Salt and drought stress differentially affect the accumulation of extracellular proteins in barley

Barley (Hordeum vulgare) was grown for eight days in the presence of a range of salt concentrations or subjected to repeated cycles of wilting and rehydration. Changes in apoplastic protein content, protein pattern, enzymic activities and ion composition were investigated under salinity and drought. The protein content of intercellular washing fluid (IWF) increased 2.5- to 3.0-fold when the NaCl concentration in the growth medium was increased from 0 to 100 mM. The elevated protein content was the result of a general increase in most polypeptides and a pronounced increase in the abundance of specific polypeptides of apparent molecular masses of 15, 21, 22, 26, 36, 40 and 62 kDa.

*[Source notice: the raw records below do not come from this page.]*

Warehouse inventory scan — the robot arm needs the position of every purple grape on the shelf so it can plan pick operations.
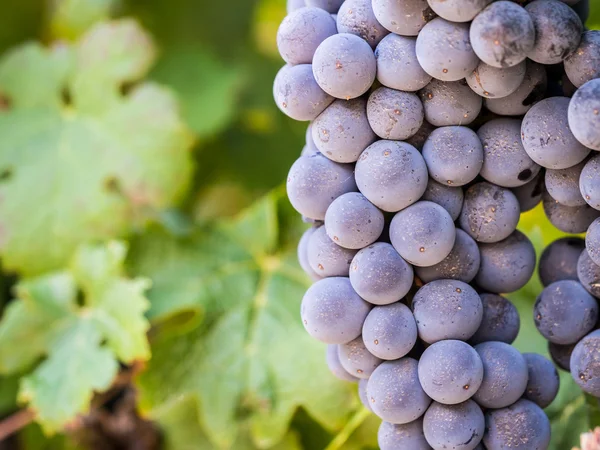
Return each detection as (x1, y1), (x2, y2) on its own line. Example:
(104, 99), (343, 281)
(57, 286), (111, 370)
(578, 248), (600, 298)
(470, 293), (520, 345)
(418, 340), (484, 405)
(587, 218), (600, 266)
(470, 1), (534, 68)
(478, 118), (541, 188)
(419, 79), (482, 126)
(305, 0), (344, 12)
(466, 60), (526, 99)
(350, 242), (414, 305)
(581, 154), (600, 210)
(362, 302), (418, 360)
(525, 0), (583, 65)
(406, 120), (437, 151)
(312, 33), (377, 100)
(420, 179), (464, 221)
(326, 344), (359, 382)
(312, 98), (377, 163)
(367, 358), (432, 424)
(426, 0), (492, 22)
(372, 0), (435, 36)
(511, 170), (545, 213)
(570, 329), (600, 397)
(459, 182), (521, 244)
(412, 280), (483, 343)
(485, 61), (547, 116)
(301, 277), (371, 344)
(277, 7), (337, 65)
(415, 229), (481, 284)
(338, 335), (383, 378)
(422, 126), (483, 187)
(473, 341), (528, 409)
(534, 279), (598, 345)
(549, 341), (576, 372)
(543, 191), (600, 234)
(475, 230), (536, 293)
(375, 34), (432, 92)
(564, 31), (600, 88)
(287, 0), (306, 13)
(307, 225), (358, 277)
(390, 201), (456, 267)
(568, 79), (600, 151)
(325, 192), (385, 249)
(523, 353), (559, 409)
(378, 419), (430, 450)
(521, 97), (590, 170)
(423, 400), (484, 450)
(539, 237), (585, 286)
(367, 87), (424, 140)
(415, 18), (479, 81)
(298, 227), (323, 281)
(355, 140), (428, 213)
(545, 160), (586, 207)
(273, 64), (334, 121)
(336, 0), (389, 48)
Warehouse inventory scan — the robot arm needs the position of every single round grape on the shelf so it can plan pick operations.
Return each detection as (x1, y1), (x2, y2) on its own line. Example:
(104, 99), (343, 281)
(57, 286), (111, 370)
(423, 400), (484, 450)
(273, 64), (334, 121)
(525, 0), (583, 65)
(564, 31), (600, 88)
(301, 277), (371, 344)
(534, 280), (598, 345)
(418, 340), (483, 405)
(325, 192), (385, 249)
(375, 34), (432, 92)
(511, 170), (545, 213)
(277, 7), (338, 65)
(368, 358), (432, 424)
(470, 294), (520, 345)
(412, 280), (483, 343)
(521, 97), (590, 170)
(578, 249), (600, 298)
(426, 0), (491, 22)
(522, 353), (559, 409)
(466, 60), (526, 99)
(378, 419), (430, 450)
(419, 79), (482, 127)
(470, 1), (535, 68)
(298, 227), (322, 281)
(312, 33), (377, 100)
(372, 0), (435, 36)
(355, 140), (428, 212)
(358, 379), (372, 411)
(338, 336), (383, 379)
(587, 218), (600, 266)
(571, 329), (600, 397)
(312, 98), (376, 163)
(367, 88), (424, 140)
(568, 79), (600, 151)
(326, 344), (359, 382)
(287, 152), (357, 220)
(390, 202), (456, 267)
(459, 182), (520, 244)
(415, 18), (479, 82)
(287, 0), (306, 13)
(543, 191), (600, 234)
(362, 302), (418, 360)
(545, 160), (586, 207)
(478, 118), (541, 188)
(305, 0), (344, 12)
(406, 120), (437, 151)
(422, 126), (483, 187)
(350, 242), (414, 305)
(307, 226), (358, 277)
(581, 154), (600, 210)
(539, 237), (585, 286)
(336, 0), (389, 48)
(475, 230), (536, 293)
(420, 179), (464, 221)
(485, 61), (548, 116)
(549, 341), (576, 372)
(473, 341), (528, 409)
(415, 229), (481, 284)
(483, 399), (551, 450)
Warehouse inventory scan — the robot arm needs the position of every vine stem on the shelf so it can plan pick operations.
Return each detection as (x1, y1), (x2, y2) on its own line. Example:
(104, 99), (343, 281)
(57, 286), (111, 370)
(324, 407), (371, 450)
(0, 409), (35, 441)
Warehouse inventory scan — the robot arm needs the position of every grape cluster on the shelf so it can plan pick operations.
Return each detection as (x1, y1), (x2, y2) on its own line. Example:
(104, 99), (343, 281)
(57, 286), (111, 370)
(275, 0), (599, 448)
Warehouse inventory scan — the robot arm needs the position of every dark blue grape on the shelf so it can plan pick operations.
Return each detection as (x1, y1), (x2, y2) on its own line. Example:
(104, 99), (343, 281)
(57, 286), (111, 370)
(543, 191), (600, 234)
(307, 225), (358, 277)
(549, 341), (576, 372)
(545, 160), (587, 207)
(338, 335), (383, 378)
(466, 61), (526, 99)
(375, 34), (432, 92)
(539, 237), (585, 287)
(362, 302), (418, 360)
(511, 170), (545, 213)
(523, 353), (559, 409)
(564, 31), (600, 88)
(378, 419), (431, 450)
(423, 400), (484, 450)
(298, 227), (322, 281)
(419, 79), (482, 126)
(578, 248), (600, 298)
(587, 218), (600, 267)
(570, 329), (600, 397)
(570, 80), (600, 151)
(470, 293), (520, 345)
(421, 179), (464, 222)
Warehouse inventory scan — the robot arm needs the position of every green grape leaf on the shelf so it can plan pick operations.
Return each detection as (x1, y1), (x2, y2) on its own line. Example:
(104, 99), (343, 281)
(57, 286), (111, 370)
(0, 19), (195, 276)
(48, 0), (119, 41)
(129, 190), (358, 449)
(0, 241), (151, 433)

Conversely, the IWF protein content decreased during wilting similar as after application of colchicin, cytochalasin B or cycloheximide suggesting that inihibition of protein synthesis or vesicle transport may be the cause for the decrease in apoplastic protein content and enzyme activities in dehydrating plant tissue. The changes in apoplastic protein content were accompanied by stress-specific alterations in activities of apoplastic enzymes. The greater apoplastic protein content was the consequence of stimulated protein synthesis in the presence of NaCl, as evidenced by increased incorporation of [S-35]-methionine into IWF protein. The results demonstrate that the leaf apoplast is a compartment which sensitively and differentially responds to drought and salinity with consequences for plant growth.